- Battle of Cabala: Part of the Sicilian Wars
| Date | c. 379 BC |
| Location | Sicily |
| Result | Syracusan victory |

Belligerents
- Syracuse: Carthage

Commanders and leaders
- Dionysius I: Mago II †

Casualties and losses

= Battle of Cabala =

4th-century BC battle in Sicily

The Battle of Cabala (circa 379 BC) was fought at a place called Cabala (Κάβαλα, Kábala) on the island of Sicily during the Sicilian Wars between Syracuse, led by Dionysius I, and Carthage, led by Mago II. Syracuse won the battle, and Mago was killed along with 10,000 Carthaginian men; a further 5,000 were taken prisoner. The Carthaginians sued for peace and Mago was replaced by his son, Mago III, who extended the peace a further few days. During that extended period he trained his survivors, and the Battle of Cronium occurred when the peace was over.

== Prelude ==
According to Diodorus Siculus, Dionysius I, tyrant of Syracuse, was looking for an excuse to resume their war with Carthage and decided to use the fact that some of the coastal Sicilian cities under Carthaginian rule were willing to revolt.
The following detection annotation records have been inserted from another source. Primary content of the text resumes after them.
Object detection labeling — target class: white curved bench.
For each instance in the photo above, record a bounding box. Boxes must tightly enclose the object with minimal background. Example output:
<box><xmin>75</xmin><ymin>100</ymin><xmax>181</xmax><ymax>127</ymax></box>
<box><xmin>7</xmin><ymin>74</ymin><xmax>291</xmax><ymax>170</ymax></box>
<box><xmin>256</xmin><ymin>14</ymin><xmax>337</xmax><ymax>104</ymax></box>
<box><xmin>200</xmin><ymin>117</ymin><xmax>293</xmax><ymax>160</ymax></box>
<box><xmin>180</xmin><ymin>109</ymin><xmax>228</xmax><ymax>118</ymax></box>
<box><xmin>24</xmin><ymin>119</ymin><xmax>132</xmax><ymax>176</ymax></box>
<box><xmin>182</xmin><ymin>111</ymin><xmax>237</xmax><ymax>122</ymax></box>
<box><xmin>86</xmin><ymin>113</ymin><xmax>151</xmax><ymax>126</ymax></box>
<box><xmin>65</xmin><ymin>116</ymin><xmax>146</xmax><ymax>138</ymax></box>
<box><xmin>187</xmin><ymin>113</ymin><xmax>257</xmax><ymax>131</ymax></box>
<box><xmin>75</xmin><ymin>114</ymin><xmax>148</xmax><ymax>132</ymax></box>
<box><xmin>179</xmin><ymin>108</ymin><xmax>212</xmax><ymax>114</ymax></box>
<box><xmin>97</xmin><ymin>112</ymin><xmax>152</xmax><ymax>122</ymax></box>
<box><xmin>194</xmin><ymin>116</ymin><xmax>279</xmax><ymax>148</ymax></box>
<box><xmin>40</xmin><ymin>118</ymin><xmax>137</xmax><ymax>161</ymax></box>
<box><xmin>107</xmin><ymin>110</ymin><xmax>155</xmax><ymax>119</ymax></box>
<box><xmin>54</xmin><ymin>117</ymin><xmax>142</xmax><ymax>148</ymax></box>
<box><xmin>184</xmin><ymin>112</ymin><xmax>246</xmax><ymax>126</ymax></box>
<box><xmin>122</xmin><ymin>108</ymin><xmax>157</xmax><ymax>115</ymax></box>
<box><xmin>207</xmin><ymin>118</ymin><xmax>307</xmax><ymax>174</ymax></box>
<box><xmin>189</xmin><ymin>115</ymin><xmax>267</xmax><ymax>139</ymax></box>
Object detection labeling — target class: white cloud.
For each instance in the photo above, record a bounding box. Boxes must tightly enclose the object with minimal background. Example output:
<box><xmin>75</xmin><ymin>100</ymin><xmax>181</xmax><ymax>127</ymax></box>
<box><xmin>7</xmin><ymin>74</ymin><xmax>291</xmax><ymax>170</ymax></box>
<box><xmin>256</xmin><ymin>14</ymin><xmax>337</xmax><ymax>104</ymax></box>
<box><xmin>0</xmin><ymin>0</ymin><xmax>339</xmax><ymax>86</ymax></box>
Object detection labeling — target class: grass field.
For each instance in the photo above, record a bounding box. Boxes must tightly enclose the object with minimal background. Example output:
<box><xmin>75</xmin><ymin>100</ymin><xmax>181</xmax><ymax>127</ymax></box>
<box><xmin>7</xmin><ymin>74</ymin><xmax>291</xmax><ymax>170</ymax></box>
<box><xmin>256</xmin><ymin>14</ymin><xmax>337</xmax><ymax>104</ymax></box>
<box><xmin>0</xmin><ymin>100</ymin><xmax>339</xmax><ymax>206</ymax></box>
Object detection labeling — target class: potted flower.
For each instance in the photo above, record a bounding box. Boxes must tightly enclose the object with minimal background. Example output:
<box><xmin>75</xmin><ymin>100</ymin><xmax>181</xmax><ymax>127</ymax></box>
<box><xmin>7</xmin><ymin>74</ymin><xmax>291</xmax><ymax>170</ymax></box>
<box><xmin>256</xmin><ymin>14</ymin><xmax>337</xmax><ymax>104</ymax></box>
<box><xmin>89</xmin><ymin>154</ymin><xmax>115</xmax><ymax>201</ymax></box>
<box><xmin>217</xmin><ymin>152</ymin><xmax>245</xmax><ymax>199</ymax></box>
He decided to make alliances with some of the rebellious cities. The Carthaginians saw this and sent ambassadors to Syracuse to ask for their cities back. They were, however, ignored. Angered by this, Carthage made an alliance with the Italiotes of southern Italy, who were already at war with Syracuse. Mago II, Shofet of Carthage, then recruited a large number of young soldiers from his own populace and raised money to hire a large number of foreign mercenaries. Next the Carthaginians set sail to Sicily and Italy, looking to fight a two-front war. The Syracusians also split their forces, with one portion fighting Mago's forces and the other waging war against the Italiotes. After a few minor battles in Sicily and a march inland, what was described as an "important pitched battle" by Diodorus Siculus was fought on the island between the Carthaginian forces and Syracusians and mercenaries.

== Battle ==
The exact details of the course of the battle are unknown, as is its exact date (placed at 383 BC by Allcroft and Masom, 379 BC by Montagu, 378 BC by Champion, and 377 BC by Ray) and location, although it is assumed to have occurred at an inland position in eastern or central Sicily. However, it is known that Cabala was a decisive victory for Syracuse, with over 10,000 Carthaginians killed and a minimum of 5,000 captured. The Carthaginian survivors were forced to retreat to a fortified hill top that had no access to water. They then fought again and the Carthaginian shofet was killed along with others.

== Aftermath ==
The Carthaginian forces sent a delegation to sue for peace. However, Dionysius decided that the only way he would accept was if their forces retreated from the cities of Sicily and paid reparations for the cost of the war. According to Diodorus Siculus, these terms were considered to be too harsh by the Carthaginians, and they faked satisfaction with the terms, but responded that they were unable to surrender the cities. As that power lay with their government, they requested a truce for a few days for consultation. When Dionysius agreed, the truce took effect. According to Diodorus Siculus, Dionysius hoped that he would then take over all of Sicily. Meanwhile, the Carthaginians held a funeral for their leader, replaced him with his son Mago III, and collected their dead. The new leader made further excuses to extend the peace by a few days. He spent the period of the truce training his troops in preparation for a future battle. When the truce ended, both sides deployed their armies and fought the Battle of Cronium, in which Mago III destroyed the Syracusian army, leaving 14,000 dead.